If we call the same layer twice, we reuse the same weights with every call - this lets us share branches. E.g. with a Siamese LSTM (?) aka a shared LSTM, where we process two inputs with a single LSTM layer.

In [27]:
lstm = keras.layers.LSTM(32)

# Variable-length sequences of vectors of size 128
left_input = keras.Input(shape=(None, 128))
left_output = lstm(left_input)

right_input = keras.Input(shape=(None, 128))
right_output = lstm(right_input)



merged = keras.layers.concatenate([left_output, right_output], axis=-1)

predictions = keras.layers.Dense(1, activation="sigmoid")(merged)

model = keras.models.Model([left_input, right_input], predictions)

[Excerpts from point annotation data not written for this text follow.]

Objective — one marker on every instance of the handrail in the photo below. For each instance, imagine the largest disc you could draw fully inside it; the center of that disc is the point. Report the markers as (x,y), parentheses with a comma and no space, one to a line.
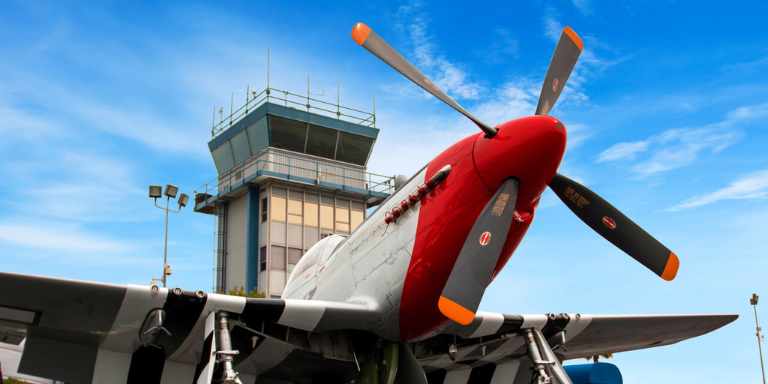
(367,119)
(386,185)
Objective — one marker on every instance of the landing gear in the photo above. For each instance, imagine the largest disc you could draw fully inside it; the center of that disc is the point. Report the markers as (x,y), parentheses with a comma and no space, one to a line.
(225,352)
(547,369)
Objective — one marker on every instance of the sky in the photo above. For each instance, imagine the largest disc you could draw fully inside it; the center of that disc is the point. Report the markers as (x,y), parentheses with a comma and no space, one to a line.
(665,114)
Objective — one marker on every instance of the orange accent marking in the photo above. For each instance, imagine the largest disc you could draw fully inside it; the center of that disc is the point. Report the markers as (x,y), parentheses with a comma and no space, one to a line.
(670,271)
(360,32)
(455,312)
(576,39)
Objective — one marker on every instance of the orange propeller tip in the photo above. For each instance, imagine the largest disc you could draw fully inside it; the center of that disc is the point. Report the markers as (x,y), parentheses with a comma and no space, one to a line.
(455,311)
(360,32)
(670,271)
(576,39)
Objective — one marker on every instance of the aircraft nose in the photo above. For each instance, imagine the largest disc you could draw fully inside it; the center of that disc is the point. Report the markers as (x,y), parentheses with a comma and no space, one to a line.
(530,149)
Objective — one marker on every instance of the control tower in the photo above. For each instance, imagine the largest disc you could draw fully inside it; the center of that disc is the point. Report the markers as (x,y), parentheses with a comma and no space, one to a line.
(291,170)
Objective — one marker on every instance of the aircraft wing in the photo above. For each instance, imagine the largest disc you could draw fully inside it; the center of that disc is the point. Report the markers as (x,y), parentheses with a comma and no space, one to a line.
(83,332)
(492,348)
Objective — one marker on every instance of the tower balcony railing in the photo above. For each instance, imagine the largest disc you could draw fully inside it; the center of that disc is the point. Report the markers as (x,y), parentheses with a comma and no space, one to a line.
(276,96)
(275,162)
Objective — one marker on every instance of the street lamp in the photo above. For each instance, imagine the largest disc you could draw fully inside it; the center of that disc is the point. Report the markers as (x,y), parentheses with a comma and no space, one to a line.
(753,301)
(156,192)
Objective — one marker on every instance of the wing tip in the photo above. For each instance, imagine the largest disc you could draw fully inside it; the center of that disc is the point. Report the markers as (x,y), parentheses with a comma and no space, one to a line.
(576,39)
(455,311)
(360,32)
(670,271)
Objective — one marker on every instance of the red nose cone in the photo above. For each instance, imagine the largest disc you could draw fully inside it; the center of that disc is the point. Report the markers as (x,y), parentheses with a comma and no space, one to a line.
(530,149)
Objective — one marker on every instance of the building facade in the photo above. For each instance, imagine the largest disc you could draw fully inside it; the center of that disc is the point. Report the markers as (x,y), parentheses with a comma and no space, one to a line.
(287,178)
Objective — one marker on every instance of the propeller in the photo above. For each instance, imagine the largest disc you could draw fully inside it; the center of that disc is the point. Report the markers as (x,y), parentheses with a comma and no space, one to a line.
(615,227)
(400,367)
(477,259)
(563,60)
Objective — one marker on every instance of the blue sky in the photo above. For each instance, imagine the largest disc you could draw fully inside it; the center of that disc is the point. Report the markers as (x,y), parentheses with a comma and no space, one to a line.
(665,113)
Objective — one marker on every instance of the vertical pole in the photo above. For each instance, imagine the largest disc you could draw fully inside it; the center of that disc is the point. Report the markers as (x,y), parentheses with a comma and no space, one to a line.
(267,75)
(759,347)
(165,255)
(307,92)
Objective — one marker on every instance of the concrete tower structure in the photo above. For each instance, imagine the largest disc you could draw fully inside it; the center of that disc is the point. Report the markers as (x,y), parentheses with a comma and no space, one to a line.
(287,177)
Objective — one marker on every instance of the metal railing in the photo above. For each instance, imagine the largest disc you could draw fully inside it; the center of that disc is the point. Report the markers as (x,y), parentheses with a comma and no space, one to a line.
(286,98)
(306,167)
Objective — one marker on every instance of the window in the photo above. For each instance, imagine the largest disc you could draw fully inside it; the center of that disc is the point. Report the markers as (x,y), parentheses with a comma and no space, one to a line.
(263,209)
(342,220)
(322,141)
(288,134)
(263,259)
(223,158)
(310,214)
(294,255)
(278,258)
(294,212)
(353,148)
(278,209)
(326,217)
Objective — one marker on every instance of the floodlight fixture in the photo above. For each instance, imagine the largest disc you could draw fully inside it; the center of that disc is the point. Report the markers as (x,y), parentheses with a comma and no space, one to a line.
(171,190)
(155,191)
(183,200)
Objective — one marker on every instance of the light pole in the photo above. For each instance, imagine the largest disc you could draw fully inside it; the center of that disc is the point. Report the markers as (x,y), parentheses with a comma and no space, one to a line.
(156,191)
(753,301)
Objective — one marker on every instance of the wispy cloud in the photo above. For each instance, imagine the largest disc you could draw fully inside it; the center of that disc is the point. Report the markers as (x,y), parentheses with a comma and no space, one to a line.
(751,186)
(452,78)
(54,237)
(679,147)
(673,148)
(583,6)
(749,112)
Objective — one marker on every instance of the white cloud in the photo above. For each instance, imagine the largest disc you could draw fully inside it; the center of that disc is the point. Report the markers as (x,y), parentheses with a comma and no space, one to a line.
(59,238)
(583,6)
(679,147)
(749,112)
(623,151)
(751,186)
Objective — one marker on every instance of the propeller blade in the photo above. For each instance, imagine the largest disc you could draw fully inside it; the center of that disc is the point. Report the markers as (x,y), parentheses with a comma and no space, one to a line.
(369,40)
(615,227)
(473,269)
(563,60)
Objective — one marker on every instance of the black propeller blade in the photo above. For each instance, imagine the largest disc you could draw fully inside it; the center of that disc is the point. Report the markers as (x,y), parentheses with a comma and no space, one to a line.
(473,269)
(615,227)
(369,40)
(563,60)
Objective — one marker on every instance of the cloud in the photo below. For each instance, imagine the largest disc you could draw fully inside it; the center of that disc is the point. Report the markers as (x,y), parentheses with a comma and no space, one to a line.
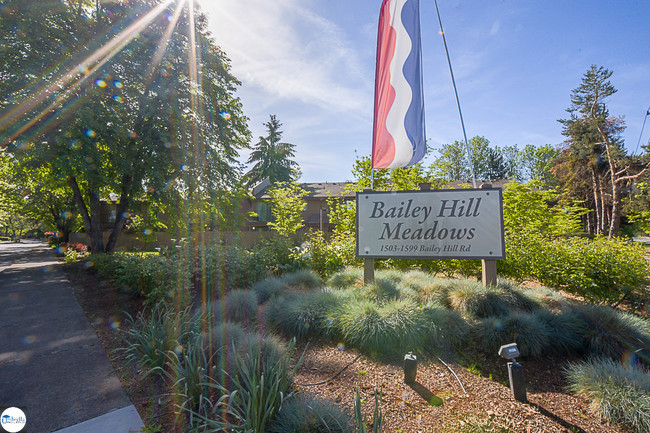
(290,53)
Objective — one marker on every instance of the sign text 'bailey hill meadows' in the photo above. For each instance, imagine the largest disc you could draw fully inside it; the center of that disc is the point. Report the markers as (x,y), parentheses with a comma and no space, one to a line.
(443,224)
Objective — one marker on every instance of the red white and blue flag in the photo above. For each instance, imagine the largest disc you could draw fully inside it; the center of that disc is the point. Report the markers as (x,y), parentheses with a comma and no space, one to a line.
(398,136)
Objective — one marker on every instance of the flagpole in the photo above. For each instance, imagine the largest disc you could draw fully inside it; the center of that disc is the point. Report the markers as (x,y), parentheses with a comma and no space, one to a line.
(444,40)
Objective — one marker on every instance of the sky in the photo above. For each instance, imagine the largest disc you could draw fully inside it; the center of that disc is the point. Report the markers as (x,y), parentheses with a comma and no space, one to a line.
(312,64)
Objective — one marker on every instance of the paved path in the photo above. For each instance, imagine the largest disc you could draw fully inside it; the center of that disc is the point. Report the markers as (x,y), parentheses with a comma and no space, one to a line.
(51,362)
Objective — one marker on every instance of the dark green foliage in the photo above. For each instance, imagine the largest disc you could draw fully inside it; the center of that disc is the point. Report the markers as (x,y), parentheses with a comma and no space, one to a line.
(525,329)
(621,394)
(304,413)
(311,314)
(615,334)
(304,279)
(268,289)
(346,279)
(239,306)
(391,329)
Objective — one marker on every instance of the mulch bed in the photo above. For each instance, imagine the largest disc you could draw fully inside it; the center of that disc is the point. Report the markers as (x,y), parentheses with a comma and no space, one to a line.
(406,408)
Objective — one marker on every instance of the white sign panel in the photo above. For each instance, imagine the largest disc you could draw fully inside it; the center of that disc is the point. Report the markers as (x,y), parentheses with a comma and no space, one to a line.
(442,224)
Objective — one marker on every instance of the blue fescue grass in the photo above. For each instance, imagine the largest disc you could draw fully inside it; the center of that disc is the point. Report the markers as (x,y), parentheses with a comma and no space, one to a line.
(238,306)
(621,394)
(305,413)
(525,329)
(311,314)
(615,334)
(389,330)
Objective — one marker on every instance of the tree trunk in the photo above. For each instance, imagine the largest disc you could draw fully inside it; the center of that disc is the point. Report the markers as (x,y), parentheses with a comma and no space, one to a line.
(91,220)
(96,235)
(596,187)
(120,218)
(615,222)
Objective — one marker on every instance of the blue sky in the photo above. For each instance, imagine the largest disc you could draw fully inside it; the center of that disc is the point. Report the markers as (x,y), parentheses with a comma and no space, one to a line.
(312,63)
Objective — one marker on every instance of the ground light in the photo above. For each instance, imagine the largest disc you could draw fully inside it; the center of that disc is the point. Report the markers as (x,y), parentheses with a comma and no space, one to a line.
(410,367)
(515,371)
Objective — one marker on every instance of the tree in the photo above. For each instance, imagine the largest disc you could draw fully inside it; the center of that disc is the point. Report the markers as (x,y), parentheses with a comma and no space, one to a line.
(452,164)
(149,113)
(594,136)
(287,206)
(271,157)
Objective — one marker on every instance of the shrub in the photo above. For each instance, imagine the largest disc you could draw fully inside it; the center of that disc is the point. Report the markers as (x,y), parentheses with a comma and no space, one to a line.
(305,413)
(324,257)
(239,306)
(598,270)
(389,330)
(615,334)
(444,328)
(351,277)
(269,288)
(304,279)
(525,329)
(621,394)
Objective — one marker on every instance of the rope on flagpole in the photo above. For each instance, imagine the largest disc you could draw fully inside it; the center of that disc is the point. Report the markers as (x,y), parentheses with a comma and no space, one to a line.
(460,112)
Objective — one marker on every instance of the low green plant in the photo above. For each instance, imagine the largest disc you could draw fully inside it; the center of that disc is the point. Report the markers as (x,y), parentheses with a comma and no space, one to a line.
(269,288)
(614,333)
(311,314)
(351,277)
(304,279)
(260,386)
(620,393)
(305,413)
(525,329)
(388,330)
(238,306)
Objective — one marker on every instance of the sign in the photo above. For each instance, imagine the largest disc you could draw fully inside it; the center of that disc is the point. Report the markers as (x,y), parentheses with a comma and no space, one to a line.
(442,224)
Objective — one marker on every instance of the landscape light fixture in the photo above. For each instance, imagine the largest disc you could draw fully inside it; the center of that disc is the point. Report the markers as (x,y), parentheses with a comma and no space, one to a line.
(515,371)
(410,367)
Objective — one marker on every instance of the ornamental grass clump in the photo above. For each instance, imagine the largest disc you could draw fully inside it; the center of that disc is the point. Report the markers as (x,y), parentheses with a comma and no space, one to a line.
(445,329)
(525,329)
(621,394)
(389,330)
(566,333)
(615,334)
(305,413)
(381,291)
(311,314)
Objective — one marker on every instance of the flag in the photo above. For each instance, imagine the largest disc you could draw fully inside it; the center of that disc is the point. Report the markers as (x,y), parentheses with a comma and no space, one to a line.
(398,133)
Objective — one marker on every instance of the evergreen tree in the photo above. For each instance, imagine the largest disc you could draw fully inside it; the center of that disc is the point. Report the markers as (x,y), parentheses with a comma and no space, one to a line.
(271,157)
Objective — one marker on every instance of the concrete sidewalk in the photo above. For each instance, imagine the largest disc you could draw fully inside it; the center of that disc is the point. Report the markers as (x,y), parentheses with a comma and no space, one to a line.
(51,362)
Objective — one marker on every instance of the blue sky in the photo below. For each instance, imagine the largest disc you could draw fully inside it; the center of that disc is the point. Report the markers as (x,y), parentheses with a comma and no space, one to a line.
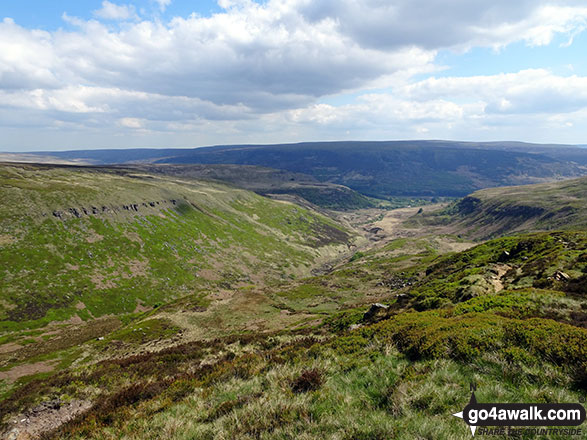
(172,73)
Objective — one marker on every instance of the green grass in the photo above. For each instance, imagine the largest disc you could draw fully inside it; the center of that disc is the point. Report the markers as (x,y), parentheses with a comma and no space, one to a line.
(112,261)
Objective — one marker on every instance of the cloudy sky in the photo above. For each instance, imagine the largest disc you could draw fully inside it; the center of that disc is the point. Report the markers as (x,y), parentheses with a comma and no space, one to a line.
(179,73)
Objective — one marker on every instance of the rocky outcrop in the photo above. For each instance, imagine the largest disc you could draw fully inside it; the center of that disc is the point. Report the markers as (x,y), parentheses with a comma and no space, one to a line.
(79,212)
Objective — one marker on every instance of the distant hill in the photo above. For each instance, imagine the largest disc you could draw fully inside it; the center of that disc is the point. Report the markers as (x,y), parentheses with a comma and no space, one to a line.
(381,169)
(269,182)
(82,242)
(499,211)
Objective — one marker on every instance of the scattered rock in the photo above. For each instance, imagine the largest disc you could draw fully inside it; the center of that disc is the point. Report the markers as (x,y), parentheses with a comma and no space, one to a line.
(561,276)
(375,313)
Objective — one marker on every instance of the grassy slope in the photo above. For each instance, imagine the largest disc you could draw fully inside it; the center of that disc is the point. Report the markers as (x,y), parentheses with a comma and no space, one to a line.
(500,314)
(399,378)
(111,259)
(266,181)
(496,211)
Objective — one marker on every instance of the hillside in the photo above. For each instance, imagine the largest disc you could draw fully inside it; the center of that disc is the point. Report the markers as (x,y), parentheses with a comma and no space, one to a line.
(81,242)
(381,169)
(499,211)
(396,374)
(200,316)
(269,182)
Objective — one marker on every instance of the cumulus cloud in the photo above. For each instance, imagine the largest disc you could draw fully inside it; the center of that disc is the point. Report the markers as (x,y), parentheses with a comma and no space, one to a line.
(163,4)
(111,11)
(254,68)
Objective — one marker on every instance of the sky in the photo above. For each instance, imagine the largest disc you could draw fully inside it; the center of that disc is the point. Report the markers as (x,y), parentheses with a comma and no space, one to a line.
(179,73)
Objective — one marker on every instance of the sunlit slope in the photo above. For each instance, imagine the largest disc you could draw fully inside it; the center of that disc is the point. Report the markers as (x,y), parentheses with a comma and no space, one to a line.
(500,211)
(85,242)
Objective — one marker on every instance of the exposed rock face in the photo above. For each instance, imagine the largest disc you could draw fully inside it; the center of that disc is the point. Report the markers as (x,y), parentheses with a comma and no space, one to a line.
(375,313)
(79,212)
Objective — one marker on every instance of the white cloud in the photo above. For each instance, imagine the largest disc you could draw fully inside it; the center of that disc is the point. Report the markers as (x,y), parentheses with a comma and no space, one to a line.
(163,4)
(111,11)
(262,70)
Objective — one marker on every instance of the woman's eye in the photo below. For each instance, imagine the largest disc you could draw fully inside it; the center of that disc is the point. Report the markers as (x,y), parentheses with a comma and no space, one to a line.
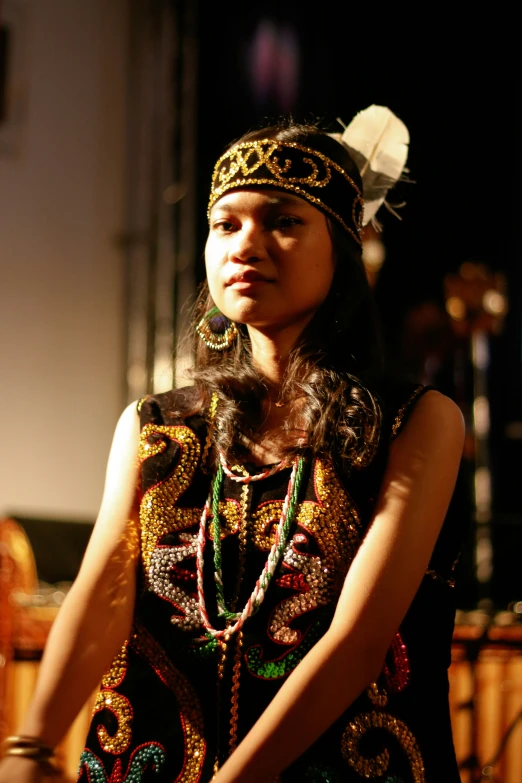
(223,226)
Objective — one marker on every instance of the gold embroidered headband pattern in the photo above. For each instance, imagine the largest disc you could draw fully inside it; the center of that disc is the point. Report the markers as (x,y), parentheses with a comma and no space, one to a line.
(291,166)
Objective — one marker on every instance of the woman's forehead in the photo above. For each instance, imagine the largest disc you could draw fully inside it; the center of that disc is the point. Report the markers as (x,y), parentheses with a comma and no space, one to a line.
(259,197)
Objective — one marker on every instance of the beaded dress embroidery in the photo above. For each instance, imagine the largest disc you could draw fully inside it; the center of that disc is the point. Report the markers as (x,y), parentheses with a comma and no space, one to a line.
(175,701)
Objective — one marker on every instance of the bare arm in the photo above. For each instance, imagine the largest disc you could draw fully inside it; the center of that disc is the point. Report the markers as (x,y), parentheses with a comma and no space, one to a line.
(96,615)
(379,587)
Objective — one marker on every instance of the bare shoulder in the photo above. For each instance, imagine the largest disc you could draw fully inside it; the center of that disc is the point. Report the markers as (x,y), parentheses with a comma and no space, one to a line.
(434,421)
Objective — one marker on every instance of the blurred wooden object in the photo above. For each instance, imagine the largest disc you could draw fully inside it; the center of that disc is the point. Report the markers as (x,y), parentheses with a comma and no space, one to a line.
(20,686)
(486,702)
(23,633)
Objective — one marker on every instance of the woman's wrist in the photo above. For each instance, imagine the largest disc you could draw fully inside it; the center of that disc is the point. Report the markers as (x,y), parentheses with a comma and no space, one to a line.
(32,748)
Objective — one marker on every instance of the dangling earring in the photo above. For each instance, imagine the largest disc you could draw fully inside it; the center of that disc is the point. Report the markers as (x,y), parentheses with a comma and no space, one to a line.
(216,330)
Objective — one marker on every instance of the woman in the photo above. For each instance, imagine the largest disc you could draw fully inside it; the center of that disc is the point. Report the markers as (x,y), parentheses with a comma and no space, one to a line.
(276,571)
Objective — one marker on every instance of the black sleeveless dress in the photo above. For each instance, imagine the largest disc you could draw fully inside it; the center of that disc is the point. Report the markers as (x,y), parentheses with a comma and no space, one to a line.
(165,715)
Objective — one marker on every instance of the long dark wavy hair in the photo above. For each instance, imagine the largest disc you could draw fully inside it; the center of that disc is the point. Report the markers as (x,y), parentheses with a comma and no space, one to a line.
(336,364)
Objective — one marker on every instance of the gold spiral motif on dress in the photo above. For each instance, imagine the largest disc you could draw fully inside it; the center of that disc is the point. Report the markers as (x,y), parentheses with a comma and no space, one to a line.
(118,669)
(378,765)
(159,514)
(191,715)
(121,707)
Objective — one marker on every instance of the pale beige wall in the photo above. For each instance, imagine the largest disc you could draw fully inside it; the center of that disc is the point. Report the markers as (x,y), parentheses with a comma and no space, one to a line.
(61,209)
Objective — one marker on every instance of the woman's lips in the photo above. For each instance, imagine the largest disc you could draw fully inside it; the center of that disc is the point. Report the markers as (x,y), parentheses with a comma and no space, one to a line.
(246,279)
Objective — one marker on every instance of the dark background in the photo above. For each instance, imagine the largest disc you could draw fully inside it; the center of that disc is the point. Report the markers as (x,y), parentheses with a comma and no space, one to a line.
(452,75)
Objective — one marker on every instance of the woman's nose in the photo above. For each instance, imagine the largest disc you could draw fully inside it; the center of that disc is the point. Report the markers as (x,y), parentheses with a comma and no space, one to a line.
(248,245)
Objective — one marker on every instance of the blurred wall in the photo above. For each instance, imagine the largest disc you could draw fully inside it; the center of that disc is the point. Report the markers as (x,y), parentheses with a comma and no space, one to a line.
(61,270)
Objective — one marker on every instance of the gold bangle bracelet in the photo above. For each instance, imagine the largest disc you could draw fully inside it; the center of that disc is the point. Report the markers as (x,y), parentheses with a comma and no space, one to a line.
(31,748)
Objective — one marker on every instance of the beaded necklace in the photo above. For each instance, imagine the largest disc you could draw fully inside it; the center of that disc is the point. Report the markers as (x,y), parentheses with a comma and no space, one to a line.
(211,509)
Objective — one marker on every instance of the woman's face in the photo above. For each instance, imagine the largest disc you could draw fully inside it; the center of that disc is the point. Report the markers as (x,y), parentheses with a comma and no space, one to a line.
(269,258)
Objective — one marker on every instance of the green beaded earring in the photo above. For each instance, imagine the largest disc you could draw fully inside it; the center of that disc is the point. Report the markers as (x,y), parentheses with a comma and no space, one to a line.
(216,330)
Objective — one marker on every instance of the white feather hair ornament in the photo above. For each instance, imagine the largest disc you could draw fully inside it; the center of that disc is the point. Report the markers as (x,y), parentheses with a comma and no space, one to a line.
(378,144)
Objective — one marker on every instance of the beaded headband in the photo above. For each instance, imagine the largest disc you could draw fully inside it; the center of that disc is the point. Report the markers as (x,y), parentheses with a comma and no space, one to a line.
(291,166)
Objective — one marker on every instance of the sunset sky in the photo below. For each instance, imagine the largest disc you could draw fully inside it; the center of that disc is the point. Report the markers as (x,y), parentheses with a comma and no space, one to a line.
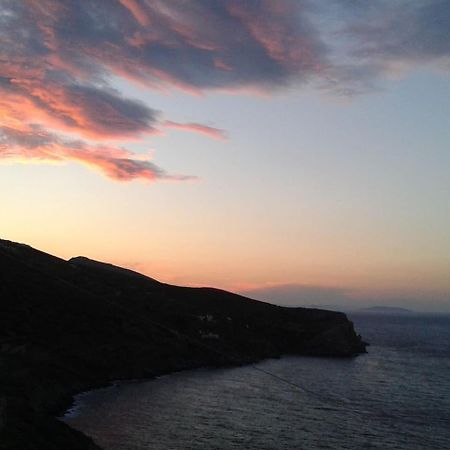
(297,151)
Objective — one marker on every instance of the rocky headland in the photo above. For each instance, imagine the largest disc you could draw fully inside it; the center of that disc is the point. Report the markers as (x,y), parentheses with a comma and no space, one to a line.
(69,326)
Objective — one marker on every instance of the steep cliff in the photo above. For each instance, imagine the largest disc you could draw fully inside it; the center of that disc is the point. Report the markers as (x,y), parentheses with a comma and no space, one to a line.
(66,326)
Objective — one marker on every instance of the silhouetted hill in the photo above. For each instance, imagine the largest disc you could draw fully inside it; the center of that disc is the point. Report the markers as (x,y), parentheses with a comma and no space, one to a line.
(384,310)
(67,326)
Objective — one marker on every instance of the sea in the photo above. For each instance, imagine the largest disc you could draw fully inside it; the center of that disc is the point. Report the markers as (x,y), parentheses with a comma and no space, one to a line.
(397,396)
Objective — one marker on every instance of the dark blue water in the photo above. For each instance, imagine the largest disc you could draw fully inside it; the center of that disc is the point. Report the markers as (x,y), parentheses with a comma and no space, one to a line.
(395,397)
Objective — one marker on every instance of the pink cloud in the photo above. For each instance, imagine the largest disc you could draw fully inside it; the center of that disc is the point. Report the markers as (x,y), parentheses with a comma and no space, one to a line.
(34,144)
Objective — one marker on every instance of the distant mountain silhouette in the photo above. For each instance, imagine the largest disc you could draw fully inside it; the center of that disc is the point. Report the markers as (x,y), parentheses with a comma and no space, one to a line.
(68,326)
(385,310)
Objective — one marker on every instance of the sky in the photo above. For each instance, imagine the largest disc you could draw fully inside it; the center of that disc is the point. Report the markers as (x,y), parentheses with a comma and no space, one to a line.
(296,151)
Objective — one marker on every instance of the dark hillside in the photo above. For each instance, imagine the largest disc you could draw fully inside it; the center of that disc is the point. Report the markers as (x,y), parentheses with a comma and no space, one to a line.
(66,326)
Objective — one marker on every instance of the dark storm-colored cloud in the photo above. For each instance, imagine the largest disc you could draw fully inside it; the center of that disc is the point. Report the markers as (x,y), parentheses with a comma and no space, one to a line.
(57,56)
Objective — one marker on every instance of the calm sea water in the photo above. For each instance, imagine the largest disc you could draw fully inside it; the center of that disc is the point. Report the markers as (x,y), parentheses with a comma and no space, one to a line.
(395,397)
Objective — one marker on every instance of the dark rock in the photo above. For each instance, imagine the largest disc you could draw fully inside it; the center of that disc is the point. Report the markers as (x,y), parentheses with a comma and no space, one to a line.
(68,326)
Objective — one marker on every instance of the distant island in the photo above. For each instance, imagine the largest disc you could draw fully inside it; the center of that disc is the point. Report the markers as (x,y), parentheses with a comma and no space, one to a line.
(70,326)
(385,310)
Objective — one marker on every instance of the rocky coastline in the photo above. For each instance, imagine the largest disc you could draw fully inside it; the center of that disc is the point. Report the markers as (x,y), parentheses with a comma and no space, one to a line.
(71,326)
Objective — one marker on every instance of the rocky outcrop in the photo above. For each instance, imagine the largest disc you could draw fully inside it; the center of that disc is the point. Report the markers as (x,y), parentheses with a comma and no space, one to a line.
(67,326)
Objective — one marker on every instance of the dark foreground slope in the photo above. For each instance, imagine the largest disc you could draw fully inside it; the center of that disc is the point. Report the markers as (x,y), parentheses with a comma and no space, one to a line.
(66,326)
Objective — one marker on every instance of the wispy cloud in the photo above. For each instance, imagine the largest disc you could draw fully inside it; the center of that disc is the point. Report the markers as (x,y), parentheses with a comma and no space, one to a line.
(56,56)
(215,133)
(36,145)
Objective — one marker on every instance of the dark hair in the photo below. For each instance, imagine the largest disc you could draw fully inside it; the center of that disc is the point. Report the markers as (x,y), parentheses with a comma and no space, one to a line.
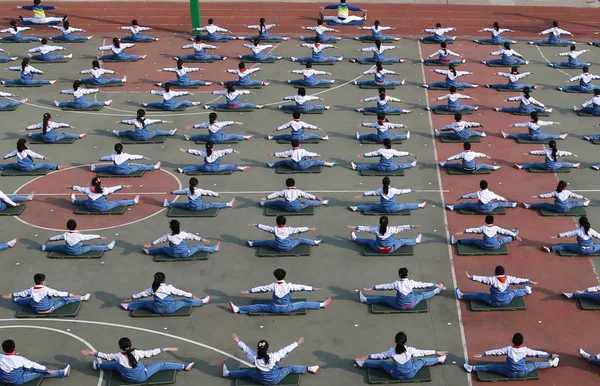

model.compile(optimizer="rmsprop", loss="binary_crossentropy", metrics=["acc"])

model.summary()

# model.fit([left_data, right_data], targets)

__________________________________________________________________________________________________
Layer (type)                    Output Shape         Param #     Connected to                     
input_3 (InputLayer)            (None, None, 128)    0                                            
__________________________________________________________________________________________________
input_4 (InputLayer)            (None, None, 128)    0                                            
__________________________________________________________________________________________________
lstm_2 (LSTM)                   (None, 32)           20608       input_3[0][0]                    
                                                                 input_4[0][0]                    
__________________________________________________________________________________________________
concatenate_4 (Concatenate)     (None, 64)           0           lstm_2[0][0]                     
          

### Models as layers

We can think of models as a "bigger layer", e..g `y = model(x)`, and again the weights are shared. E.g. for a vision model with a dual camera: 

In [28]:
xception_base = keras.applications.Xception(weights=None, include_top=False)

# 250x250 rgb images
left_input = keras.Input(shape=(250,250,3))
right_input = keras.Input(shape=(250,250,3))

left_features = xception_base(left_input)
right_features = xception_base(right_input)

merged_features = keras.layers.concatenate([left_features, right_features], axis=-1)

W0625 11:25:35.062937 140193643763584 deprecation_wrapper.py:119] From /usr/local/lib/python3.6/dist-packages/keras/backend/tensorflow_backend.py:174: The name tf.get_default_session is deprecated. Please use tf.compat.v1.get_default_session instead.

W0625 11:25:36.231467 140193643763584 deprecation_wrapper.py:119] From /usr/local/lib/python3.6/dist-packages/keras/backend/tensorflow_backend.py:1834: The name tf.nn.fused_batch_norm is deprecated. Please use tf.compat.v1.nn.fused_batch_norm instead.